With the trial coming to an end a decision is looming on whether the changes will become permanent. A report prepared for Councillors has recommended some of the infrastructure be retained ahead of a vote at next week’s meeting.
Key features recommended to be retained include the raised outdoor dining deck, a pedestrian crossing adjacent to the Headphones Courtyard and the reduction of the speed limit to 30km/h.
Consultation has been undertaken with businesses, residents, and the wider community before and during the trial. According to Council the feedback showed strong support with 69% of people who filled out the online survey in favour of keeping the temporary infrastructure. Over the first three months of the trial a 67% increase in visitation to Darby Street was reported, along with a 13% spike in cyclist activity.

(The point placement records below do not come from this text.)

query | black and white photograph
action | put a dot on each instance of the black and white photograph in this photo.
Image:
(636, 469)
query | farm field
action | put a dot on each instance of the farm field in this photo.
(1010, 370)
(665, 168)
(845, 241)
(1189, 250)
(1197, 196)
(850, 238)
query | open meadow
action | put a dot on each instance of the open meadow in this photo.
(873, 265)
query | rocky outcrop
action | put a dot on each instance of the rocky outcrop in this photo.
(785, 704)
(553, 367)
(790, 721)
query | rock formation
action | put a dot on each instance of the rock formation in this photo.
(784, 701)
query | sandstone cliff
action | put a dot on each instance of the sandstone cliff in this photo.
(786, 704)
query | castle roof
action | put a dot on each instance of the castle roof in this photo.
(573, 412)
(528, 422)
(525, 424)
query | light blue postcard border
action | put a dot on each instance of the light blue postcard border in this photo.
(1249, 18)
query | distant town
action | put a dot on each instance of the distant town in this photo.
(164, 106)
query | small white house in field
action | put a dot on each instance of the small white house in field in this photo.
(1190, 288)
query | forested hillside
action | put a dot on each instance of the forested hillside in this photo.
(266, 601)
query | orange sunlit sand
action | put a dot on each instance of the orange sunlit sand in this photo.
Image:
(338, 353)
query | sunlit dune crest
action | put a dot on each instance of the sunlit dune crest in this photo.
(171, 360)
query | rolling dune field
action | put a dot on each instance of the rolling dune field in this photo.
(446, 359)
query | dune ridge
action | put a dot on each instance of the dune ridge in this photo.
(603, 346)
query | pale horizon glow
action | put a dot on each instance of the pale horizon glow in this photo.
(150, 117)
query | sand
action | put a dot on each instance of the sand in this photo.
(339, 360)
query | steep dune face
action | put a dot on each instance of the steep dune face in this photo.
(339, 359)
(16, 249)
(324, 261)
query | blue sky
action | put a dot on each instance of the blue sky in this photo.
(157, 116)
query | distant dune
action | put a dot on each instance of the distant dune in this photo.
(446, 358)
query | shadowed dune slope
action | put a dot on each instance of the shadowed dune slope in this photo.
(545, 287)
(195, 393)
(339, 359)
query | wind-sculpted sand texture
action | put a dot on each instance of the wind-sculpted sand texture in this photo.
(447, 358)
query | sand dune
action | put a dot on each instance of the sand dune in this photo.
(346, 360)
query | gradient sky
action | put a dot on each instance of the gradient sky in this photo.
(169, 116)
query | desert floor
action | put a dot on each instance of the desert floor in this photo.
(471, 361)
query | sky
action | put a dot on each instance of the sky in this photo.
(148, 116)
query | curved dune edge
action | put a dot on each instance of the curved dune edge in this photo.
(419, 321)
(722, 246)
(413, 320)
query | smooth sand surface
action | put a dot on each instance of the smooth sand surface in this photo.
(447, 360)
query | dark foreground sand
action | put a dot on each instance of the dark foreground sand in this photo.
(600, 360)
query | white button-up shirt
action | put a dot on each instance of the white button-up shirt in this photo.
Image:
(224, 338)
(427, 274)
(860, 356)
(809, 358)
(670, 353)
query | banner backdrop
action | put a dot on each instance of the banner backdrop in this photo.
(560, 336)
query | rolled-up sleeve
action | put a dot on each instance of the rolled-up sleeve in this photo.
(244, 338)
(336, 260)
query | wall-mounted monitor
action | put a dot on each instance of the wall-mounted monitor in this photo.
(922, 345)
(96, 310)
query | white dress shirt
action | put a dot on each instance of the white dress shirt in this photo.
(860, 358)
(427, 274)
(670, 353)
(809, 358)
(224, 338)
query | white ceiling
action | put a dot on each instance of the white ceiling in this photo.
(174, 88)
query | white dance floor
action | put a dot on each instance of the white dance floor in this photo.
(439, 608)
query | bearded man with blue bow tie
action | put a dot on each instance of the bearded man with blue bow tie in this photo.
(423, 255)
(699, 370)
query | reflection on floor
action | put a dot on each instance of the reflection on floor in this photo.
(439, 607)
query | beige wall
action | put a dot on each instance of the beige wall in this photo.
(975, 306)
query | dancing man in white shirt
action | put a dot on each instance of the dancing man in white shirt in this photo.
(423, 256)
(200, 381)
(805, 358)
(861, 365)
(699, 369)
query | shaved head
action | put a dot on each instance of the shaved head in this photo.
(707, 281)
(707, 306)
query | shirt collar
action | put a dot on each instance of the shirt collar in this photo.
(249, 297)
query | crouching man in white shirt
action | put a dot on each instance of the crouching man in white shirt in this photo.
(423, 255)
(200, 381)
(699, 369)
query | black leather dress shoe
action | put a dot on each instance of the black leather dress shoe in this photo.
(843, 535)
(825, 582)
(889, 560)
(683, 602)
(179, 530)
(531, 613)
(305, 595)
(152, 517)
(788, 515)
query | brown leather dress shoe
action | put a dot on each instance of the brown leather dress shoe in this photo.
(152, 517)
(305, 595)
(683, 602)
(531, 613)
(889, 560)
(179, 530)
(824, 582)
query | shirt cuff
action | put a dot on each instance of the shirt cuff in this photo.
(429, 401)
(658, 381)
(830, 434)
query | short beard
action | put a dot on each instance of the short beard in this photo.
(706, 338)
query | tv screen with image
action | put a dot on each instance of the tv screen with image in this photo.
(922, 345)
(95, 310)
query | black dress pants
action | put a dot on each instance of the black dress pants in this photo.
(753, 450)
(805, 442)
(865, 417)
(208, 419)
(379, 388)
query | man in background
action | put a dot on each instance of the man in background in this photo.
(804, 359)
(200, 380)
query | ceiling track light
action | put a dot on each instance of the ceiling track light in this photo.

Deputy Lord Mayor Declan Clausen said he worked closely with a small number of businesses and residents who raised concerns about the loss of parking and noise impacts from the traffic calming infrastructure.
“We had some feedback that noise was being generated by speed humps at the southern entry of the 30km/h zone while others provided feedback about cyclist safety at the northern entry,” Cr Clausen said.
“Should the infrastructure be retained, these items would be addressed with a revised design for the traffic calming infrastructure, which would be placed on public exhibition in April for the community to review and comment on.”
“We also heard that the community supported the continuation of the free, two-hour timed parking in the Queen Street carpark which was introduced to compensate for on-street parking losses.”
The trial was made possible with a $500,000 grant from the NSW Government through the Streets as Shared Spaces program (Round 2) and funding from the City of Newcastle’s Urban Centres Program.